In the Phase II trial, PDL studied Zenapax as maintenance therapy for patients with moderate to severe psoriasis following treatment with cyclosporine. While Zenapax was well tolerated, it did not prolong the time to recurrence of psoriasis, the primary endpoint.

“It’s hard to know what went wrong, but one possibility would be the dosing we selected,” Kirkman said. “We will stop the indication for the maintenance of remission, but we have not yet made a determination on whether we will look at Zenapax as a primary therapeutic agent for psoriasis that decision will be made after looking at the data and considering all the options.”

On a positive note, Daniel Levitt, president, research and development for PDL, said in a prepared statement that there was a “statistically significant prolongation of remission in the subgroup of patients with moderate psoriasis treated with daclizumab every other week for five doses compared with the placebo control.” The note also said the same regimen was less effective than the placebo arm in patients with more severe psoriasis, with statistical significance.

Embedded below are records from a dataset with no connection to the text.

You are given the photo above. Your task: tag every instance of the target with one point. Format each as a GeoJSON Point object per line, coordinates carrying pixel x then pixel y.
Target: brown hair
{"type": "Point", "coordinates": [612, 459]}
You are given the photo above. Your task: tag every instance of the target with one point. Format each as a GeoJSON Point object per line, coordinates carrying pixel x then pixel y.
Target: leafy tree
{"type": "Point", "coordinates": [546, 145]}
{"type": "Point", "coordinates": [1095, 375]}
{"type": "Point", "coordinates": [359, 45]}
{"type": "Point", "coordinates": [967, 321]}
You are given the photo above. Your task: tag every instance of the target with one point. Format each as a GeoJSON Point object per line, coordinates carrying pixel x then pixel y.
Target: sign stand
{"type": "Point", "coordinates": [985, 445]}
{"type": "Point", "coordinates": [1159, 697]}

Meanwhile, PDL has other things going with Zenapax. The company is conducting a Phase II trial in asthma, a Phase II trial in Type I diabetes, a Phase I/II trial in multiple sclerosis and later this year, a Phase III trial in uveitis will commence.

Zenapax is directed at the alpha chain of the human IL-2 receptor (CD25).

The Phase II maintenance therapy for psoriasis was a randomized, double-blind, placebo-controlled trial conducted at 12 centers in the U.S. and Canada. Patients with moderate to severe psoriasis were treated with cyclosporine for one to three months. In this trial, 76 percent of patients achieved remission with cyclosporine, defined as a 75 percent reduction in Psoriasis Area and Severity Index (PASI) score. Patients who responded to cyclosporine were then randomized to receive daclizumab in one of two dosing regimens or placebo.

A total of 127 patients were randomized in the trial. The median baseline PASI score of patients was 14.1 and the median body surface area affected was 20 percent.